The Columbia Heights City Council unanimously approved a resolution Feb. 9 calling for an end to nationwide surges by Immigration and Customs Enforcement and Customs and Border Protection and urges Congress to withhold additional funding for the Department of Homeland Security without what it describes as stronger oversight and enforcement limits.

Council Member Rachel James read the resolution aloud as written. It states that the administration of President Donald Trump is carrying out an “assault on communities in the name of immigration enforcement” that is “eroding our constitutional rights and endangering residents.”

The resolution states that immigration authorities are increasingly using tactics including “unprovoked violence,” excessive use of force — in some cases resulting in the killing of civilians — and the deployment of chemical weapons.

It further states that federal agents have violently arrested individuals, including U.S. citizens, and have deployed chemical weapons without warning in residential areas, harming schoolchildren and local law enforcement officers.

From September 2025 through January 2026, the resolution states, immigration agents shot at least nine people, including three who later died from their injuries. The victims named include Alex Pretti and Renee Good, who the resolution says were shot by federal law enforcement officers in Minneapolis in 2026.
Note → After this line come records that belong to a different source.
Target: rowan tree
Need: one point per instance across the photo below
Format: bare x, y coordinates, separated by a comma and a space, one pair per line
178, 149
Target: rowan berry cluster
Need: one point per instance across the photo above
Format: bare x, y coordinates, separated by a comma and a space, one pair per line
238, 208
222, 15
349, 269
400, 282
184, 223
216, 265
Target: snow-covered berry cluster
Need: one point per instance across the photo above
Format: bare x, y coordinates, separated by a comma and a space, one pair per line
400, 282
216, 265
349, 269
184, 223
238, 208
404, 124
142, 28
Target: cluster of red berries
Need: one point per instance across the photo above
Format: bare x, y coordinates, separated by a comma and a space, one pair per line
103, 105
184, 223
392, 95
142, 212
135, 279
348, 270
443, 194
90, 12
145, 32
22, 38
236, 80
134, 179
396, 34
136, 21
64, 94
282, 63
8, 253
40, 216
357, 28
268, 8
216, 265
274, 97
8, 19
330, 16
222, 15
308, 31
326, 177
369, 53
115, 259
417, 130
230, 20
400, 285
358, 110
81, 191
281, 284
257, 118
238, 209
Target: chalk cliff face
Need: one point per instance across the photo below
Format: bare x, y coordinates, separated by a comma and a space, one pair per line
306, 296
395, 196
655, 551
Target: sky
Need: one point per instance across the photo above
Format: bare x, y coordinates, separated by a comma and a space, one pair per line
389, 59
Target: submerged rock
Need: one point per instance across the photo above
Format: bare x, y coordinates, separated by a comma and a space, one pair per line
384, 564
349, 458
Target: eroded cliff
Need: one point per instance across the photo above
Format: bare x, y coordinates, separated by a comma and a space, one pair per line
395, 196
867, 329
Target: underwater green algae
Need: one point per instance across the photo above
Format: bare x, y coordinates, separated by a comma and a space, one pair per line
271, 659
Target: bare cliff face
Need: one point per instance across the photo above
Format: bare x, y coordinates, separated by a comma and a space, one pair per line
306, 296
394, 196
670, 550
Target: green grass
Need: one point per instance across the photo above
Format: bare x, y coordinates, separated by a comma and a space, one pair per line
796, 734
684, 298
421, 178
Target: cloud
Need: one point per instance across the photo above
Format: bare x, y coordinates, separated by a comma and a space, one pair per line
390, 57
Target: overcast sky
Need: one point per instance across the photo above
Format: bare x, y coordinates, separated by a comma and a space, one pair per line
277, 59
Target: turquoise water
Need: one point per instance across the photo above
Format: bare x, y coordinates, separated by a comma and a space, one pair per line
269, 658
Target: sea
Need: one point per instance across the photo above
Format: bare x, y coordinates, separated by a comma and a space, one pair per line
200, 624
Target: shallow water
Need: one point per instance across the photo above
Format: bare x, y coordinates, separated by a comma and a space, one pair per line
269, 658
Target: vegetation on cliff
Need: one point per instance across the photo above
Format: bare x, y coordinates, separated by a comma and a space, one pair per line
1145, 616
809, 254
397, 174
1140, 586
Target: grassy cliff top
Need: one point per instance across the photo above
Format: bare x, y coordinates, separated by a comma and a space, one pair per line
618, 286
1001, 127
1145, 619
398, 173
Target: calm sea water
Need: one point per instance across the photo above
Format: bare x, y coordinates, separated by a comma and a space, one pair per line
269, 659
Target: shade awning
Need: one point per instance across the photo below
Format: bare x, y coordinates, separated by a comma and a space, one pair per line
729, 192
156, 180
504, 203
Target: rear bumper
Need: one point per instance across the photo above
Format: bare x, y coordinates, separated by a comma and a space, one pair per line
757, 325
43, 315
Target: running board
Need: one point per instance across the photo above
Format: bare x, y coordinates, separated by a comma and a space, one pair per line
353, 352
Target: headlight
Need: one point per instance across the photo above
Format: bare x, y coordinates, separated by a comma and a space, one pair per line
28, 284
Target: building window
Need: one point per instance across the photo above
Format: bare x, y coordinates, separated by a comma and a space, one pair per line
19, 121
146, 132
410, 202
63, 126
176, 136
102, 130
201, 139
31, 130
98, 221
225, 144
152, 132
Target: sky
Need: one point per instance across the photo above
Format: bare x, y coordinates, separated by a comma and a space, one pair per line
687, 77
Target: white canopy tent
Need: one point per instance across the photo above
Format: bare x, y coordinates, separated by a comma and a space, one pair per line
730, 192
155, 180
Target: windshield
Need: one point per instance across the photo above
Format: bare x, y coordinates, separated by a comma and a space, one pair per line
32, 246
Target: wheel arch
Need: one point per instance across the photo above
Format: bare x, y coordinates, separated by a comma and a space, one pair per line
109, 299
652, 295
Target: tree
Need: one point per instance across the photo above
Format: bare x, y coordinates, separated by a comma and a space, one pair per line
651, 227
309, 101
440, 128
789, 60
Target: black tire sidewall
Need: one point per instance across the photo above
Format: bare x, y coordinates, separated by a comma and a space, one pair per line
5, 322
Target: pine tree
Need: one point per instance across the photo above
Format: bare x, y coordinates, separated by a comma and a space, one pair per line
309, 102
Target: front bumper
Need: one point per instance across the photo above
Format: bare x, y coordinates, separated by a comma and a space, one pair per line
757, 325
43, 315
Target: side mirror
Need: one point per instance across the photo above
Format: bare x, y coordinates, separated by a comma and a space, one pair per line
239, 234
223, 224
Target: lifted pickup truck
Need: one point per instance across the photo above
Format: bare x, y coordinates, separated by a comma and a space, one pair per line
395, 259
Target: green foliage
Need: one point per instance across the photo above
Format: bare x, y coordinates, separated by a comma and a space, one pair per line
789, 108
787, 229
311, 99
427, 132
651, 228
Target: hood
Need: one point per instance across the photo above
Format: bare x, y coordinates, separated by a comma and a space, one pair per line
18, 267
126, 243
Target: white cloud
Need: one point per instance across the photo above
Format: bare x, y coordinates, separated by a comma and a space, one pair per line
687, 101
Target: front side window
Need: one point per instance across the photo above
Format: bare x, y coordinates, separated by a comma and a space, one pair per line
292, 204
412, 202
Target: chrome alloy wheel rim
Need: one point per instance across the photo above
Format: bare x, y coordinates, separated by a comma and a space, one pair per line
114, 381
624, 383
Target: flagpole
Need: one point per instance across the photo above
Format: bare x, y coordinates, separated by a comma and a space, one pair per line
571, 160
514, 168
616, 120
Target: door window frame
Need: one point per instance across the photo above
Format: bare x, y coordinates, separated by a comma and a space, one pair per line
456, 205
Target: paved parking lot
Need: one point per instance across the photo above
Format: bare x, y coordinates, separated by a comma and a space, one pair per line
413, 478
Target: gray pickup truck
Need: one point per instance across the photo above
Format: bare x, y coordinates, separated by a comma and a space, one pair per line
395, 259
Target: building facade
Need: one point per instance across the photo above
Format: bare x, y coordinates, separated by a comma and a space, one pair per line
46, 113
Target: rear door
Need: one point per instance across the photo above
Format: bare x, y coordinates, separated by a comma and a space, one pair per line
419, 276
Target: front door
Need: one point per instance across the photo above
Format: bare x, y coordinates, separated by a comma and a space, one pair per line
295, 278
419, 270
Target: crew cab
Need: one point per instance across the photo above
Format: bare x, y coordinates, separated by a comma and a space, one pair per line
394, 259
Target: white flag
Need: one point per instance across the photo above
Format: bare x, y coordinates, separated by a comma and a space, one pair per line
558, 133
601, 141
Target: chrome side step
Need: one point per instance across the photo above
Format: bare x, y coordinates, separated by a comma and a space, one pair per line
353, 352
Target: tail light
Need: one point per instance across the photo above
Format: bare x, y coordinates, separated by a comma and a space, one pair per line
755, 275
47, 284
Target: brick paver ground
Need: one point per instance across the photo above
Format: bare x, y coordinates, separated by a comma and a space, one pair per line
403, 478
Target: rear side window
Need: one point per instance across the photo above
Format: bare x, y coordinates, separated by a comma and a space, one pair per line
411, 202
The resolution also states that immigration agents detained two children while they were traveling to or from school and deployed chemical agents on school grounds against students and staff. It states that these actions led some children to be too afraid to attend school, which it describes as a right guaranteed to students in all 50 states.

The resolution states that federal legislation passed in 2025 increased funding for immigration enforcement, detention and deportation by $170 billion, directing resources to ICE and CBP that the council says came at the expense of community priorities such as housing and health care.

It also states that conditions in immigration detention facilities are rapidly deteriorating because of overcrowding and, according to detained individuals and advocates, medical neglect, substandard food, inadequate access to clean water and overuse of solitary confinement.

The resolution states that 90% of detained individuals are held in for-profit facilities, which it says “have a long record of cutting corners on essential services to reap profits.”

Since Trump took office, the resolution states, 37 people have died in ICE custody. It also states that immigration enforcement is a civil system rather than a criminal one and that detention is intended to be nonpunitive.

The resolution calls for an end to border patrol deployments and what it describes as lawless surges by ICE and CBP nationwide. It urges Congress not to approve additional DHS funding without “meaningful and significant guardrails.”

Those guardrails would include requiring warrants for arrests; ending the use of masked agents; prohibiting enforcement actions based on race, accent, place of employment or location at the time of apprehension; and barring enforcement at locations such as day cares, schools, houses of worship and hospitals.

The resolution also calls for an end to the use of private, for-profit detention facilities; a prohibition on funding facilities that threaten the health, safety or due process rights of detained individuals; and the restoration of access to bond hearings.

It further calls for preserving the authority of state and local jurisdictions to investigate and prosecute alleged crimes and excessive use-of-force incidents, including requirements that evidence be preserved and shared.

The resolution also calls for requiring the consent of state and local governments before conducting large-scale operations outside targeted immigration enforcement.

Finally, the council urged Congress to make “deep and meaningful” reductions to immigration enforcement funding authorized under the 2025 legislation and redirect those funds toward housing and health care. It also called on Congress to develop a plan to restructure DHS to increase accountability.

The city clerk was directed to send a copy of the resolution to each member of Minnesota’s congressional delegation.